Thorough pre- and post-trip inspections help drivers and carriers meet federal safety standards and improve safety — and the results of roadside inspections can hurt or help carriers' safety scores depending on what law enforcement finds.
Understanding the Areas of Emphasis
A good inspection can reduce the number of on-the-road breakdowns drivers experience by making sure trucks are in good working condition. Also, good scores can help carriers drive up their Compliance Safety Accountability (CSA) scores.
During a Level-I Inspection, which is conducted at roadside, the Commercial Vehicle Safety Alliance (CVSA) said it focuses on brakes, coupling devices, fuel and exhaust systems, frames in van and open-top trailers, lighting, properly secured cargo, steering, suspension, and tires, wheels and rims.
Mike Hasinec, former vice president of maintenance for Penske Truck Leasing, said that during every pre-trip inspection, drivers should look for leaks, damage, operable lights, properly secured cargo, sagging equipment and anything that seems out of place. Common maintenance problems drivers usually find include lights, cracked windshields, faded placards, and chaffed light cords and hoses, which are visible to the driver.
Some problems, such as those with electrical items or lights, can also be harder to identify as they may be working fine before a trip but develop an issue as a driver is moving.
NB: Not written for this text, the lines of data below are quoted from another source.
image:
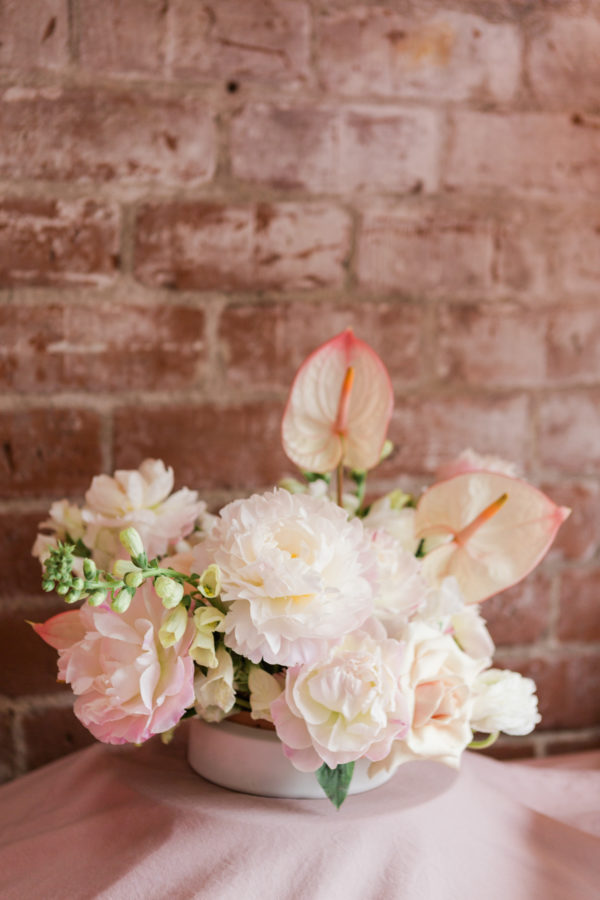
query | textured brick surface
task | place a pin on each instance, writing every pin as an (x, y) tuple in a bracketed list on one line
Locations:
[(265, 345), (52, 733), (424, 250), (205, 246), (105, 346), (580, 605), (101, 135), (333, 150), (34, 35), (48, 451), (570, 432), (564, 63), (232, 39), (527, 151), (376, 50), (208, 446), (57, 242), (19, 642)]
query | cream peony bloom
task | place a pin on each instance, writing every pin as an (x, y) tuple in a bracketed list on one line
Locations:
[(215, 693), (345, 706), (296, 575), (504, 701), (140, 498)]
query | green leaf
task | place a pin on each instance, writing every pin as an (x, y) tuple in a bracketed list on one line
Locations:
[(335, 782)]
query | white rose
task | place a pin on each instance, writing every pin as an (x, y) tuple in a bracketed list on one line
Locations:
[(346, 706), (504, 701), (215, 694)]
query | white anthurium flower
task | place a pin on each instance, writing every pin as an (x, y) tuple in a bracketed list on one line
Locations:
[(504, 701), (493, 530), (339, 407), (264, 690), (214, 692)]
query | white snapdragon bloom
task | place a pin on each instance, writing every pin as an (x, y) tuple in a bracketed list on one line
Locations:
[(142, 499), (344, 706), (504, 701), (296, 575), (215, 693)]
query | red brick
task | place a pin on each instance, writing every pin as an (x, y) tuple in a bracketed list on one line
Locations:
[(564, 63), (287, 246), (62, 733), (527, 151), (99, 135), (336, 150), (569, 432), (376, 50), (579, 605), (104, 346), (29, 666), (20, 573), (579, 537), (264, 345), (519, 615), (209, 446), (567, 688), (35, 36), (428, 431), (232, 39), (493, 344), (48, 451), (122, 37), (58, 242), (428, 250)]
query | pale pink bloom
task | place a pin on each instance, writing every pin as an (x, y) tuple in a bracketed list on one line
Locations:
[(140, 498), (437, 680), (491, 531), (504, 701), (402, 590), (128, 686), (296, 575), (339, 407), (471, 461), (343, 707)]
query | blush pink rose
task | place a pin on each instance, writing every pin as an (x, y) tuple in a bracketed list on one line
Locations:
[(128, 686)]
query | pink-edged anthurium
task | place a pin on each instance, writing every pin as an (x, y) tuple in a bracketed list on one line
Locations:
[(488, 530), (339, 407)]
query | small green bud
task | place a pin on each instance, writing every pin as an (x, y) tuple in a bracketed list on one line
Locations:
[(169, 591), (134, 579), (96, 598), (121, 602), (210, 582), (132, 541), (89, 568)]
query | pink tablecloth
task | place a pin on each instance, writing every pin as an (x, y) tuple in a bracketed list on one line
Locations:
[(138, 823)]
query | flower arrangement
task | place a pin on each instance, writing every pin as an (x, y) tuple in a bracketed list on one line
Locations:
[(351, 629)]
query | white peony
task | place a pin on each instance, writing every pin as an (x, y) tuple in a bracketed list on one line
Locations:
[(346, 706), (140, 498), (504, 701), (296, 575)]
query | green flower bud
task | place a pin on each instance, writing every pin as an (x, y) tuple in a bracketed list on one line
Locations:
[(132, 541), (134, 579), (89, 568), (169, 591), (121, 602), (210, 582)]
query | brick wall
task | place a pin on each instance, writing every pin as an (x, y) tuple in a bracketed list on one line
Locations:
[(196, 194)]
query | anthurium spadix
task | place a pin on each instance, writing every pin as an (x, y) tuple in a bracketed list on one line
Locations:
[(489, 531), (339, 407)]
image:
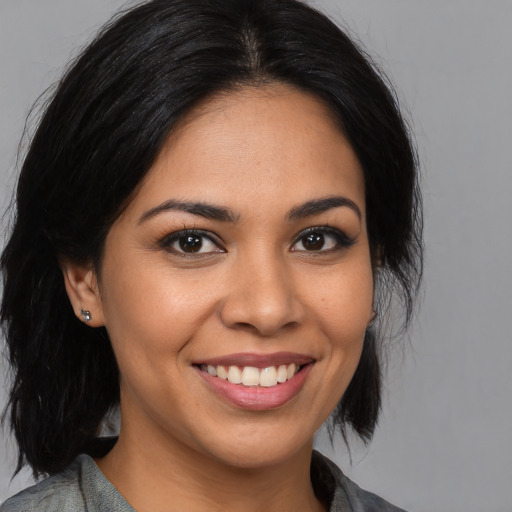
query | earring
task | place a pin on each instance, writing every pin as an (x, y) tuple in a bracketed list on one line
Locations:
[(86, 315), (373, 318)]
The same holds true for leaks, which could emerge as drivers are driving and may be harder to catch ahead of time.
Air leaks are a significant contributor to out-of-service violations, Hasinec said. Drivers should be sure to check for air leaks during their pre-trip inspections. They can help spot leaks by releasing the parking brakes, applying the brake pedal/treadle valve and monitoring the air gauges, he said. The tractor-trailer combination should not lose more than three pounds of pressure in a one-minute time period. A single unit should not lose more than two pounds in one minute.
Many carriers begin discussing inspections during new-hire orientation and show drivers the items that could potentially be a problem and warrant extra attention. They also keep the topic alive during regular safety meetings.
There is RFID technology on the market that requires drivers to scan tags on specific zones on the tractor. The technology reminds drivers of what they need to check and ensures they cover each area. Other technology utilizes a workflow that requires drivers to complete a pre-trip inspection and uses an electronic Driver Vehicle Inspection report. ELD logs also provide insight into drivers' inspections by showing how much time drivers are taking to look over their vehicles. A proper inspection can take 15 to 30 minutes.
Conducting a Post-Trip Inspection
Post-trips are just as important because if defects are found, they can be repaired during the off-duty time, so the equipment is ready the following day. Post-trips give carriers time to make necessary repairs, and they also provide documentation the next driver can review during his or her pre-trip inspection. If the previous driver noted defects or deficiencies, the new driver should sign the inspection report to acknowledge that he or she has reviewed it and that there is a certification that the required repairs have been performed.